Extrait du journal de Marie Lezaire

Mardi 11 janvier 1916

Ce que l’on prévoyait est arrivé cette nuit. L’arsenal a sauté.

A 3h30, nous sommes tous réveillés par un coup formidable, un tremblement, un bruit de vitres cassées, plein de verre sur le plancher. Les enfants pleurent. Nous pensons que c’est un obus tombé très près. Des portes se sont ouvertes toutes seules.

A 6h, nous apprenons par d’autres gens que c’est l’arsenal qui a sauté. Plein de verre aussi dans la rue. Les vitrines des magasins sont brisées.

Il y a de bonne heure beaucoup d’animation dans les rues. Certains vont déjà voir du côté de l’explosion.

Nous avons été voir aussi du côté de la porte de Douai. Nous sommes partis par la rue Saint Sauveur. Plus de carreaux nulle part. Arrivés Boulevard Louis XIV les vrais dégâts commencent. Non seulement les vitres, mais les fenêtres entières avec les boiseries pendent dehors ou dedans. Les persiennes des magasins sont tordues et brisées. Boulevard des Ecoles, de grosses pierres sont enfoncées dans le sol, les façades des maisons éventrées avec de grands trous. Des personnes ont été tuées dans leur lit par des pierres projetées.

Des voitures de la Croix Rouge Allemande stationnent. Des équipes Allemandes déblaient le terrain. Nous prenons la rue d’Arras, on ne peut passer par les autres rues qui sont barrées par les Allemands pour empêcher la foule d’aller dans le quartier dévasté. Rue d’Arras, d’immenses dégâts : plafonds percés, étages effondrés, portes sorties de leurs gonds, arrachées et brisées, des briques, du verre partout.

Nous essayons de passer rue Courmont en disant aux Allemands que nous allons voir un parent rue de Trévise. Ils nous laissent passer. Tout le quartier est lamentable. On voit des gens, des enfants partout portant des paquets, quelques chaises, des matelas qu’ils ont sauvé dans leurs maisons détruites. On sort sur le trottoir des débris, des plâtras mis en tas. Des civières passent avec des blessés ou des morts.

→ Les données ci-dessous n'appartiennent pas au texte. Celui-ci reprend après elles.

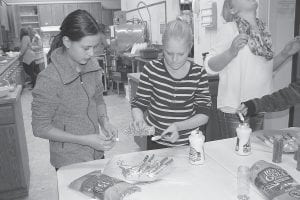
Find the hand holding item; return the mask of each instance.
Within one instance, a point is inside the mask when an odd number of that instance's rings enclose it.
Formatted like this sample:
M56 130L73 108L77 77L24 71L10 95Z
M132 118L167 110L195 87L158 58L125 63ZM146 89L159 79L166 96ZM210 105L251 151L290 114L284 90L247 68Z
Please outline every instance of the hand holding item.
M300 36L296 36L294 39L292 39L285 45L282 52L289 57L299 51L300 51Z
M237 109L237 113L241 113L243 116L247 116L248 107L244 103L241 103L241 105Z
M161 137L169 142L176 142L179 139L178 127L175 123L171 124L162 134Z
M113 148L115 141L103 138L100 134L83 135L84 143L98 151L107 151Z
M236 56L238 52L248 43L248 35L246 34L239 34L236 36L229 48L229 51Z
M133 136L148 136L154 135L155 128L153 126L148 126L144 120L133 121L124 133Z
M145 127L145 126L146 126L146 122L144 121L144 119L137 119L137 120L134 120L130 124L130 129L138 131L138 130L143 129L143 127ZM135 132L135 131L133 131L133 132Z
M102 131L108 140L119 141L118 129L116 127L114 127L109 121L105 121L103 123Z

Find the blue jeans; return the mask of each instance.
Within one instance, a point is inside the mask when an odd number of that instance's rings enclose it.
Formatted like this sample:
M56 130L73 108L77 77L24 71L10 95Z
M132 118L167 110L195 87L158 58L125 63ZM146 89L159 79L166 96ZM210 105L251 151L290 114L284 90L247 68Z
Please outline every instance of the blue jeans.
M239 117L236 114L224 113L218 110L218 120L222 139L236 137L236 128L240 124ZM262 130L264 125L264 114L257 114L246 120L252 131Z

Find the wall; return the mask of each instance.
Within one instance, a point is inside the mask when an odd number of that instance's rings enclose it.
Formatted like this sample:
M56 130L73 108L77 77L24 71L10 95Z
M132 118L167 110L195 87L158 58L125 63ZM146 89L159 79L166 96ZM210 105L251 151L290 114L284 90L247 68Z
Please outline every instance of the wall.
M200 8L203 7L209 0L200 1ZM195 61L202 64L203 52L209 51L214 44L216 33L224 23L221 17L221 11L224 0L215 0L218 7L218 28L208 30L201 25L200 16L194 17L195 28ZM294 33L294 10L295 0L260 0L258 15L267 23L272 32L273 47L275 53L278 53L284 44L293 38ZM287 86L290 83L291 77L291 61L289 60L283 68L274 76L274 91ZM288 111L271 113L266 116L265 128L284 128L288 126Z
M8 4L84 3L101 2L105 9L121 9L120 0L5 0Z
M140 0L121 0L121 10L130 11L137 8L137 4ZM164 2L162 0L145 0L147 5ZM151 33L152 43L161 44L162 31L160 29L161 24L165 24L166 21L174 20L179 15L179 0L166 0L166 4L162 3L149 7L151 15ZM166 5L166 7L165 7ZM140 7L143 5L141 4ZM149 15L147 9L140 9L141 16L144 21L149 24ZM137 11L129 12L126 14L127 19L139 18L140 16Z
M8 25L8 17L7 17L7 5L6 3L2 3L0 6L0 24L2 26L5 26L6 30L9 30L9 25Z
M264 0L269 2L269 28L272 32L273 46L276 53L294 36L296 0ZM274 75L274 91L291 82L292 62L289 59L281 70ZM288 126L288 110L271 113L266 116L266 128L284 128Z
M199 1L200 9L205 7L205 5L210 0L195 0ZM217 28L216 29L206 29L202 27L200 14L194 14L194 61L198 64L203 64L202 53L208 52L211 46L216 41L216 34L218 29L224 23L223 18L221 17L221 11L224 0L216 0L217 3Z

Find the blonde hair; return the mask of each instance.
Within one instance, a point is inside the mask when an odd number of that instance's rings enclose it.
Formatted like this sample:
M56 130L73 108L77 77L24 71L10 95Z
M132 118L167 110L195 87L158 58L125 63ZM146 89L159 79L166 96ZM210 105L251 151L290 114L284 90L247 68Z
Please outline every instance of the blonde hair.
M235 14L231 13L233 8L232 0L225 0L222 9L222 16L226 22L232 22Z
M167 24L166 30L162 36L162 44L166 46L170 38L183 39L186 41L186 44L189 48L192 48L194 38L191 26L180 20L176 19L170 21Z

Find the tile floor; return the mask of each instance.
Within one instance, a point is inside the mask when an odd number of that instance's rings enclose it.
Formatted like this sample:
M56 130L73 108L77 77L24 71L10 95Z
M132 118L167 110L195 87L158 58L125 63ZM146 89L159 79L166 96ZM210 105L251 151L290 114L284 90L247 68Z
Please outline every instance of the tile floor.
M30 188L29 196L18 200L57 200L56 172L49 162L48 141L36 138L31 129L31 91L25 88L22 92L22 108L24 126L29 154ZM106 157L120 153L139 151L132 137L121 134L130 121L130 105L124 95L111 93L105 96L110 121L118 127L120 142L109 152Z

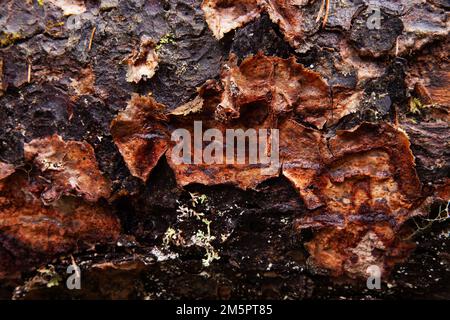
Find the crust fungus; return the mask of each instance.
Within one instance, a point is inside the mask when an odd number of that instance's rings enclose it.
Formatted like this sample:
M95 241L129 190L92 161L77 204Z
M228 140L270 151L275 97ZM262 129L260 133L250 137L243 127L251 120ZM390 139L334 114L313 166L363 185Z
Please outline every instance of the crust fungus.
M128 82L138 83L141 80L147 80L154 76L159 61L155 49L155 42L145 37L142 39L139 50L134 50L125 60L128 67Z
M134 94L111 123L111 134L131 174L146 181L167 149L164 106Z
M89 144L54 135L24 149L31 168L0 170L0 278L120 233L117 217L97 202L110 188Z
M307 245L316 266L335 275L363 276L368 263L381 263L383 270L389 270L392 261L407 255L410 245L396 233L407 219L420 214L416 209L423 201L408 137L383 122L362 123L327 135L320 129L348 113L346 104L341 103L343 110L333 110L326 81L293 58L258 54L238 65L232 56L220 81L207 81L194 100L167 117L153 100L146 98L146 103L137 104L136 99L114 120L112 132L132 172L150 159L141 170L144 180L164 153L181 186L256 188L281 173L308 209L297 219L297 229L319 230ZM203 127L196 128L196 121ZM170 130L177 128L189 137L213 129L220 138L190 141L187 156L193 161L179 163L169 141ZM279 130L280 141L280 166L270 174L262 174L261 165L250 164L250 154L242 164L202 161L202 150L213 140L227 145L222 140L227 129L268 128ZM134 141L133 147L125 147L126 141ZM329 246L334 249L327 251ZM382 253L372 256L375 251Z
M60 136L35 139L24 146L25 159L50 180L42 200L80 195L95 202L108 198L110 183L98 169L94 149L86 142L64 141Z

Dépôt de munitions des 18 ponts


« La rue de Trévise » - Collection F. De Clercq

Rue de Trévise, les maisons n’ont plus ni portes ni fenêtres, les toitures sont soulevées, les plafonds effondrés, les façades trouées. Devant les usines Wallaert et Le Blan un tapis de verre. Arrivés rue de Douai, on ne peut continuer. On aperçoit des maisons totalement détruites, ce ne sont plus que des tas de démolitions. C’est là que sont les victimes. On dit qu’il y en a 400 à 500. On ne sait encore rien de précis. Les morts sont tous mis ensemble dans une école du quartier pour que la famille puisse les reconnaître mais beaucoup sont défigurés.

On dit en ville que ce n’est peut-être pas un obus anglais qui a fait cela mais que c’est dû à une mauvaise qualité de la poudre fabriquée par les Allemands [note] ?

Le canon gronde très fort et sans arrêt.

Le roi de Bavière est arrivé cet après-midi. Il ne loge pas chez Scrive. Il va peut être à Roubaix où l’on préparait l’hôtel Teruynck, parc Barbieux.